Harbor Maintenance Tax. The HMT is an ad valorem tax based on the value of imported goods, amounting to about $80 on average for a 40-foot container of imports moving through a U.S. port, Lidinsky said. But he noted charges can be much steeper for a container loaded with high-value goods such as auto parts.
  Despite the HMT, he said the U.S. government is failing to provide needed infrastructure investments in return.
  “Let me be very clear about this: Canadian and Mexican ports are free to compete with U.S. ports for U.S. cargo. But they should do so on a playing field that is not artificially tilted by governments’ policies,” Lidinsky said.
  He also said he was “curious whether that disparity is compounded by artificial differences in container inspection practices and costs, rail costs, and infrastructure cost investments.”
  “The primary focus of the congressional request is disparities created by the U.S. harbor maintenance tax,” Lidinsky said. “So the primary impetus for the study is a U.S. policy and the question: are we handicapping ourselves? Is there something we can learn from how Canadian ports raise revenues and pay for dredging and port infrastructure?”
  Of course, the harbor maintenance tax is the subject of at least two other major debates in the shipping industry. Promoters of “marine highway” systems want domestic intermodal cargo to be exempted from the HMT to encourage the use of short-sea or inland vessels to haul freight; ports and exporters want the surplus in the Harbor Maintenance Trust Fund that contains the proceeds of the HMT to be spent down to work-off the backlog of maintenance dredging around the country.
  It also appears that many Canadian ports attracting U.S. cargo are blessed by deep water. Gurney said Prince Rupert has the deepest natural harbor in North America, and has little need to dredge. Melford also says it has water to accommodate the largest container berths. Sydney already has deep water, but began a $38 million project to deepen its entrance channel to 17 meters (55 feet) in October.
  In addition, the Port of Montreal has long competed vigorously for cargo moving to and from the U.S. Midwest without causing much commotion.
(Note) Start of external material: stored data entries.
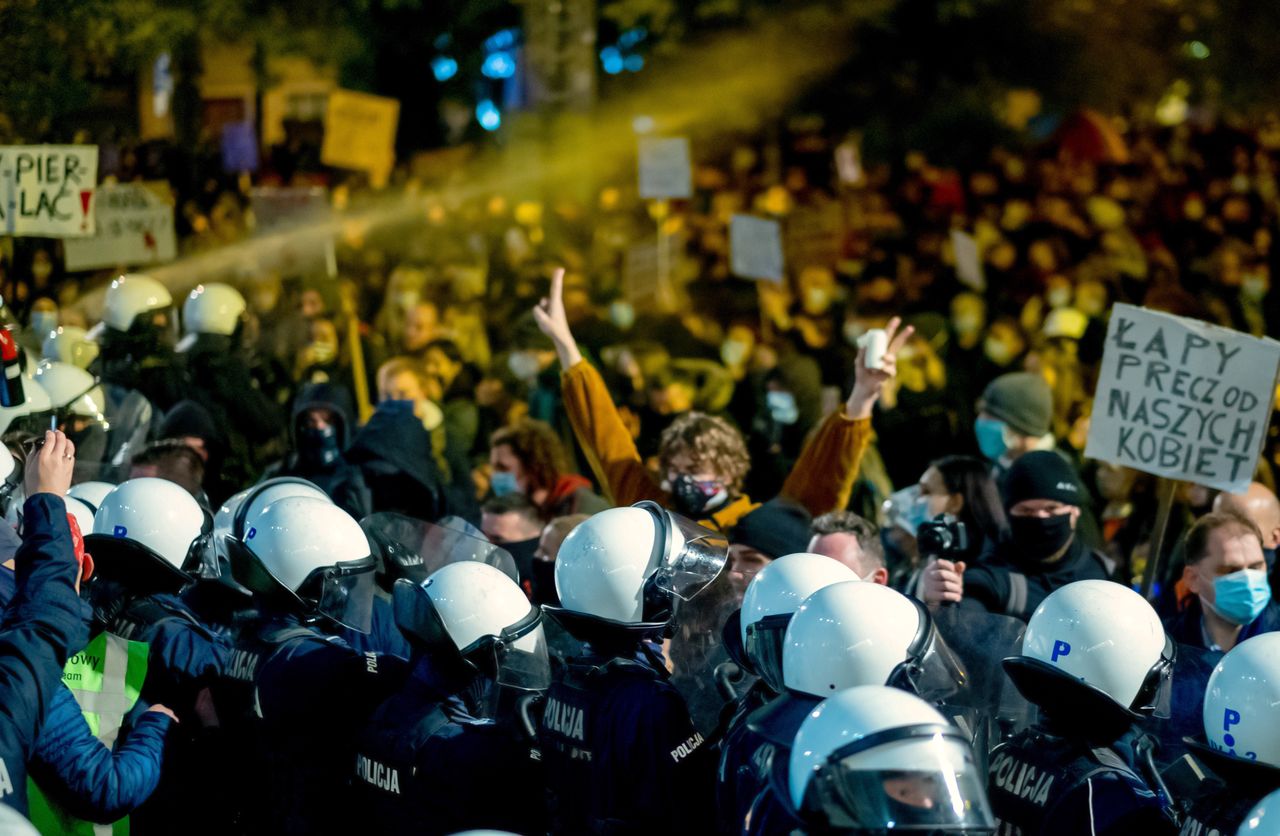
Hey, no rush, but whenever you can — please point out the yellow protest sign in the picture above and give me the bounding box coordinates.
[321,89,399,188]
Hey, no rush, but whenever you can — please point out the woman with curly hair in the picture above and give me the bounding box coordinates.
[489,419,609,520]
[533,268,910,529]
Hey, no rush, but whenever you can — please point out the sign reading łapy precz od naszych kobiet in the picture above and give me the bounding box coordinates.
[1085,303,1280,493]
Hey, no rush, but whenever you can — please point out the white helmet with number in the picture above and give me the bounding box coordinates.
[1239,788,1280,836]
[68,480,115,513]
[203,478,332,584]
[739,552,858,691]
[552,501,727,629]
[182,283,246,342]
[100,274,173,333]
[1203,632,1280,768]
[42,326,99,369]
[228,496,375,631]
[33,362,106,420]
[787,686,995,832]
[394,561,550,697]
[783,581,964,701]
[85,477,208,591]
[1005,580,1174,724]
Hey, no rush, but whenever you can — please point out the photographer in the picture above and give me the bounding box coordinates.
[921,451,1113,620]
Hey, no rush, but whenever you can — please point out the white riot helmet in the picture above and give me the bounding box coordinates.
[202,477,332,583]
[85,477,209,592]
[550,501,727,635]
[99,274,173,333]
[739,552,858,692]
[1239,788,1280,836]
[68,480,115,513]
[42,326,99,369]
[33,362,107,421]
[180,283,246,347]
[787,686,995,833]
[393,561,550,703]
[1202,632,1280,769]
[227,496,376,632]
[65,495,95,537]
[782,581,965,702]
[1004,580,1174,731]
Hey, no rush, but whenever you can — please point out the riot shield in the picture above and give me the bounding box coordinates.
[930,604,1034,772]
[668,568,742,737]
[359,511,519,585]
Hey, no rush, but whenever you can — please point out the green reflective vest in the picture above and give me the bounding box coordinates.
[28,631,149,836]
“No one at the FMC or in the U.S. government has raised the prospect of levies, sanctions, or tariffs. I am simply talking about a study of the facts.”
Richard A Lidinsky Jr.
chairman,
U.S. Federal Maritime Commission

  
Kevin Doherty, chief executive officer of the Montreal Gateway Terminals Partnership (MGT), said about 30 percent of the containers that the two terminals his company handles moves to U.S. cities such as Chicago, Detroit and Minneapolis, with a smaller portion going into the Northeast.
  Geography, he said, offers Montreal the ability to bring cargo 1,000 miles up the St. Lawrence River and closer to its final destination, thereby reducing more expensive rail or truck transport for American shippers. Doherty explained that advantage may grow as he expects the size of the containerships calling at the port to increase in the coming years. The largest ships currently calling MGT max out at about 4,400 TEUs, but success at bringing large tankers up the river indicate that it may be possible to bring 5,000-6,000 TEU ships to Montreal, he said.
  MGT has also been working to make its terminals more attractive to both U.S. and Canadian shippers by reducing intermodal container dwell times.
  Doherty said MGT has entered into performance agreements with Canadian National Railway and the Port of Montreal’s short line railroad to reduce wait times. Today, all boxes are out of the port within 48 hours after they are discharged from a ship, he said. Before the agreements, containers sometimes sat for a week. He added the terminal has a similar agreement with Canadian Pacific.

Just The Facts. In response to the Canadian Chamber of Commerce, Lidinsky said “contrary to some overheated claims by a certain lobby group, no one at the FMC or in the U.S. government has raised the prospect of levies, sanctions, or tariffs. I am simply talking about a study of the facts.”
  But Keddy insisted “we do know that there are those who are indeed advocating such a tax.”
  The FMC said the notice of inquiry process will allow business and government officials from the United States, Canada or other parts of the world to offer comments.
  Lidinsky also noted that as an independent federal agency “a decision to study the issue of U.S.-bound trade moving through Canadian and Mexican ports does not imply any position by the Obama administration.”
  “A tax at the border wouldn’t just be a tax on Canadians. It would be a tax on Americans, too. We cannot forget the 8 million American jobs that depend on trade with Canada,” Keddy warned. “We’re each other’s number-one trading partner. People working in the auto sector, in high technology, in manufacturing and many other sectors of the U.S. economy depend on fast, efficient, cost-effective trade between and through our countries.”
  Keddy contended “history has shown that restrictive trade policies stall growth and kill jobs. Canada believes that this is the time for our countries to work together in partnership to encourage economic growth and job creation through trade, not stall it.”
  He said the Canadian government has “invested in competitiveness of its ports and has made significant investments improving its port infrastructure. Our ports also offer an added advantage to shippers — a 60-hour sailing time advantage between Asia and British Columbia ports compared to other North American ports.”
  
Maritime Magazine, a Canadian trade publication, quoted Jean-Jacques Ruest, an executive vice president and chief marketing officer at CN, that his railroad “rejects as unfounded any suggestion that it is subsidizing rates for ocean carriers and their customers using the Prince Rupert gateway in order to establish that port as a competitor.”
  It’s not only Canadians that are raising eyebrows at the FMC’s study. Shipping executives question whether a regulatory agency like FMC really has the authority to be investigating an issue such as cross-border cargo movement or the ability to do anything about it, even when cargo is moving on through ocean bills of lading.